His Senate colleague Lindsey Graham, R-S.C., has called Ted Cruz "an opportunist" who talks "garbage," and the Texas senator and Tea Party favorite seems to have had a hard time making friends in Congress from the very beginning. But Cruz is now actually trying to use his "irascible persona," as the Associated Press put it, to his advantage in the 2016 race for the Republican White House nomination.

"If you want someone to grab a beer with (as president), I may not be that guy," Cruz admitted at a GOP debate last fall when the moderator asked him to describe his biggest weakness. "But if you want someone to drive you home, I will get the job done, and I will get you home."

The fact that Cruz has made few friendships on Capitol Hill, meanwhile, helped the Texas senator underline his "outsider" status and, in turn, his conservative anti-Washington credentials. A group supporting his White House bid went so far as to send out a fundraising email last month that included "Washington hates Ted Cruz" as its subject line, the AP detailed.

Daniel Daehlin, a 51-year-old Cruz backer from Richfield, Minnesota, told the newswire that the presidential hopeful's personality only makes him back the Texan with greater conviction.

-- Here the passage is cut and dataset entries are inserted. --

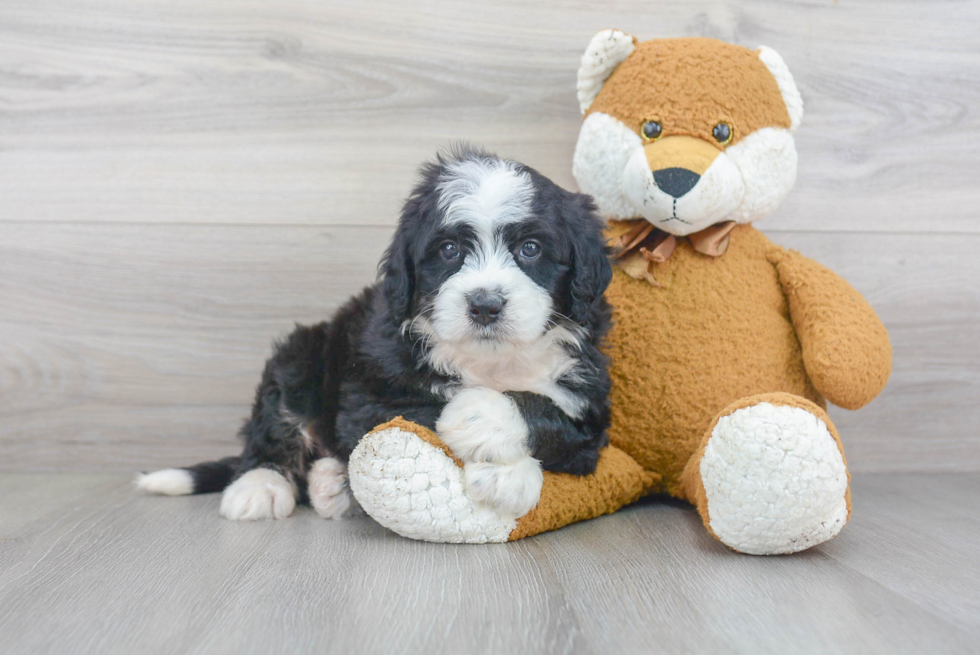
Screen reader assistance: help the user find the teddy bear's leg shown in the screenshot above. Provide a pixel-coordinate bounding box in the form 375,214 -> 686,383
682,393 -> 851,555
348,419 -> 657,543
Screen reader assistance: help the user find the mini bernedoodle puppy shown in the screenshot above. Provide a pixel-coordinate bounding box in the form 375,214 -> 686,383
136,149 -> 612,520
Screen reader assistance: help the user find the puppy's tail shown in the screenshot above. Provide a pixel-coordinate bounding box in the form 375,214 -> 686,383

"It makes me like him all the more; I've always liked people who were on the outside. Ronald Reagan never got along with the establishment." Daehlin explained in reference to one of Cruz's heros. "They hated him in 1976 and '80. I like 'Mr. Smith Goes to Washington' - someone who goes there, speaks his mind and doesn't try to cater to the inside-the-Beltway crowd."

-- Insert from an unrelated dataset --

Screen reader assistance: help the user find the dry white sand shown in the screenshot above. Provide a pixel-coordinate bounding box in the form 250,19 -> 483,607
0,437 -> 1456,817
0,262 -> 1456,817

Cruz himself, meanwhile, has "methodically calibrated" his renegade status to impress Republicans fed up with the Washington establishment, the Houston Chronicle reported. But while his rhetoric champions that outsider character, the senator's campaign has shown the discipline of someone who knows his way around the nation's capital.

And many of his closest allies expect him to be first in line if and when current GOP front-runner Donald Trump's campaign crumbles.

"Trump has made me very optimistic about 2016," former Cruz speechwriter Amanda Carpenter told in the Conservative Review. "He's sent the GOP establishment into such conniptions that they've been forced to consider supporting Ted Cruz."